Winter is almost over; the days are gradually getting hotter and the grays are slowly being replaced with a spray of colors all around. Yes, it is time for Holi, the festival of colors that heralds the arrival of spring in India. While there are just some pockets in Kerala where it is celebrated, it is very colorful in these five places. Try and be there.
Mathura and Vrindavan
This is the land where Lord Krishna spent his childhood. Lord Krishna, they say, was jealous that his playmate Radha was fairer than him. And one day, his mother playfully told him that he could apply color on her face and change her complexion to any color he wanted. He did, and that, was the beginning of the festival.

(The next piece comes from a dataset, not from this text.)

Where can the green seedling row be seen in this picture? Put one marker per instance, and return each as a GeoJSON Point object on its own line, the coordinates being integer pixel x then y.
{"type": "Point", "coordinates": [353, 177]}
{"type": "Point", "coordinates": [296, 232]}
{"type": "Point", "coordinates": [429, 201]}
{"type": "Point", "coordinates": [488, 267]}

In Mathura and Vrindavan, the festivities last for more than a week. Be ready to be smeared with colors and sandal paste if you are in the street. There is music in the air, rituals to follow and great food to indulge in. And it is the time when Bhaang, a cannabis-based drink flows free even at the temples.
The Holi celebrations in Barsana is fun to watch and starts six days before the big day. It is a friendly exchange between the people of two neighboring villages - Nandgaon and Barsana. The men wear huge turbans decorated with leaves and women dress up in beautiful sarees and arm themselves with sticks. This is the beginning of Lathmar Holi. The women from Barsana beat up the men from Nandgaon for teasing women and breaking their pots. Colorful? Yes. Fun? Yes. Do you need more reasons to be there?
If you are keen on celebrating Holi in South India, head to Hampi, the old seat of power of the Vijayanagara empire. The celebrations last two days and wash off the colors in the Thungabdhra river that flows nearby.
In Udaipur, Holi marks the end of evil. And Holika Dahan is the most important ritual. The story dates back to the myth of Hiranyakashipu and his son Prahalad. Hiranyakashipu was the king of demons and had received the boon of immortality from Lord Brahma. As his power grew, he became arrogant and stopped his people from worshiping gods. He wanted them to worship him instead. However, his son, Prahalad believed in the gods. This irritated the father and the king ordered his sister Holika to sit on a pyre with young Prahalad. Prahalad happily obeyed his father and prayed to the gods to save him. Lord Vishnu saved Prahalad's life and Holika was burned to death. The Holi celebrations in Udaipur starts off with the custodian of the Mewar dynasty lighting the pyre. And what follows is two days of playing with colors.
Holi is Basant Utsav or Spring Festival at Shantiniketan, where the students of the Vishwa Bharati Institute put on various performances. If you are interested in the rich culture and vibrant art forms of Bengal, this is one celebration you should not miss.